I'd think it's not allowed because that v will find absolute velocity, not a component thereof. But I think i'm wrong because EK used it.

Why is it allowed?

 

[dmf2682]

If a projectile is launched at some angle to the horizontal and I want to find out the vertical velocity, can I use v = sqrt(2gh)?

I'd think it's not allowed because that v will find absolute velocity, not a component thereof. But I think i'm wrong because EK used it.

Why is it allowed?

You can use it because that equation comes from equating potential and kinetic energy.

Mgh = .5 mv ^2

solve for v and there's your equation. Since potential energy is only in the vertical, you're only going to find vertical.

 

[chiddler]

But the maximum height changes based on angle launched. You should at least use v*sin(theta), no?

 

[dmf2682]

But the maximum height changes based on angle launched. You should at least use v*sin(theta), no?

Exactly.

 

[chiddler]

I don't understand. Are you agreeing with me or agreeing with EK? EK didn't use sin.

The question.

They solved it by starting with v=sqrt(2gh) then converting g into acceleration for the charged plate (g = a = F/m and F = qE)

 

[milski]

You don't really care about the horizontal motion in this question - it works out the same with any horizontal velocity, including 0. If you consider the motion in vertical direction, at the top the object has gained some potential energy (mgh) and lost all of the energy due to the vertical component of velocity (m*vy^2/2).
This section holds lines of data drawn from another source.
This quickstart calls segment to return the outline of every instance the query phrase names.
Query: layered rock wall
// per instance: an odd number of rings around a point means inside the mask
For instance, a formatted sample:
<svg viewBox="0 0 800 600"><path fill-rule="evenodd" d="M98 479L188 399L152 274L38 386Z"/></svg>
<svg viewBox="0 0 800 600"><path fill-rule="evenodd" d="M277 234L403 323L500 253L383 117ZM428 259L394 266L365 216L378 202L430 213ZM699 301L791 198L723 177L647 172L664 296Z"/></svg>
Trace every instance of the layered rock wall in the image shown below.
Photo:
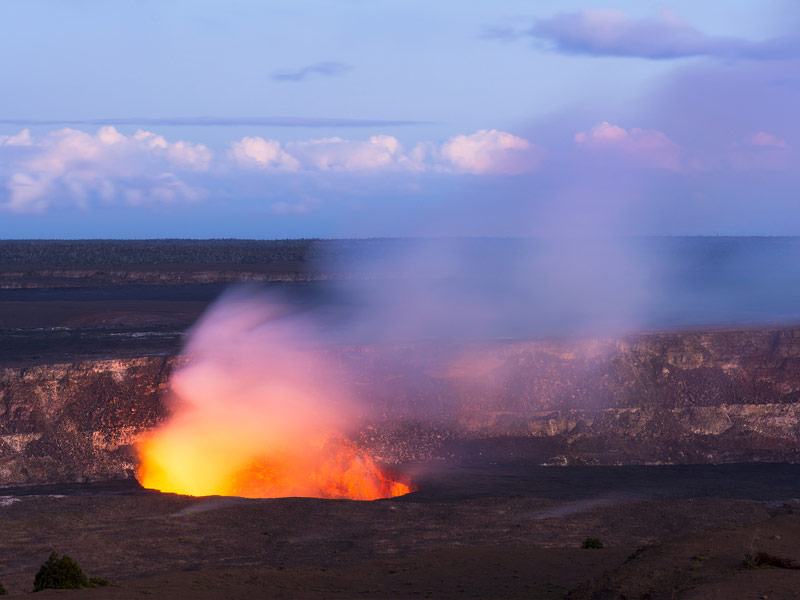
<svg viewBox="0 0 800 600"><path fill-rule="evenodd" d="M800 462L800 330L341 347L387 462ZM0 486L131 476L179 359L0 369Z"/></svg>
<svg viewBox="0 0 800 600"><path fill-rule="evenodd" d="M0 485L129 477L174 358L0 369Z"/></svg>

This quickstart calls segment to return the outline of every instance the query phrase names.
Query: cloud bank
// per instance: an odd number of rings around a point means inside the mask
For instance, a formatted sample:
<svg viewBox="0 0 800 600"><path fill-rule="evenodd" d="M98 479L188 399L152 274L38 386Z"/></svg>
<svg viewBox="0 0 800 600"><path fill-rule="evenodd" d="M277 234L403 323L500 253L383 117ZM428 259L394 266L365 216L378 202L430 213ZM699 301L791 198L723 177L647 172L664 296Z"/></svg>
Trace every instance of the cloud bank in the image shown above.
<svg viewBox="0 0 800 600"><path fill-rule="evenodd" d="M62 202L85 206L92 196L106 203L197 201L204 192L180 174L208 171L214 156L203 144L167 142L147 131L126 136L113 127L94 134L60 129L41 138L24 130L0 138L0 150L11 171L3 207L12 212Z"/></svg>
<svg viewBox="0 0 800 600"><path fill-rule="evenodd" d="M589 121L536 143L533 132L483 129L410 144L386 134L289 141L250 135L214 150L110 126L93 133L25 129L0 136L0 212L213 205L209 210L233 215L249 202L298 227L370 214L387 228L378 231L395 231L403 220L445 219L451 235L589 232L620 219L659 221L667 198L690 203L725 190L741 196L759 182L791 189L800 173L797 132L740 114L737 128L714 136L661 118L663 127ZM707 211L706 202L684 207L686 218ZM440 214L421 216L431 211ZM669 211L672 219L680 214Z"/></svg>
<svg viewBox="0 0 800 600"><path fill-rule="evenodd" d="M538 169L541 150L510 133L483 129L442 144L420 142L411 148L391 135L366 140L320 138L285 146L276 140L245 137L231 144L229 156L241 167L274 171L517 175Z"/></svg>
<svg viewBox="0 0 800 600"><path fill-rule="evenodd" d="M246 136L218 156L203 144L169 142L144 130L125 135L110 126L93 134L59 129L37 137L26 129L0 136L0 156L0 177L5 179L0 208L19 213L59 205L86 207L91 201L195 202L215 188L230 186L237 173L514 175L539 166L539 149L532 142L496 130L458 135L442 144L420 142L408 149L390 135L286 144ZM277 206L288 213L296 211L285 207L295 204L281 201Z"/></svg>
<svg viewBox="0 0 800 600"><path fill-rule="evenodd" d="M525 32L566 54L628 56L654 60L705 56L775 60L800 56L800 38L751 41L705 34L673 11L635 19L620 10L583 10L537 19ZM505 37L518 35L506 32ZM497 32L493 37L498 37Z"/></svg>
Set them equal and you're done.

 

[chiddler]

You don't really care about the horizontal motion in this question - it works out the same with any horizontal velocity, including 0. If you consider the motion in vertical direction, at the top the object has gained some potential energy (mgh) and lost all of the energy due to the vertical component of velocity (m*vy^2/2). Set them equal and you're done.

oh that makes a lot of sense.

thanks very much.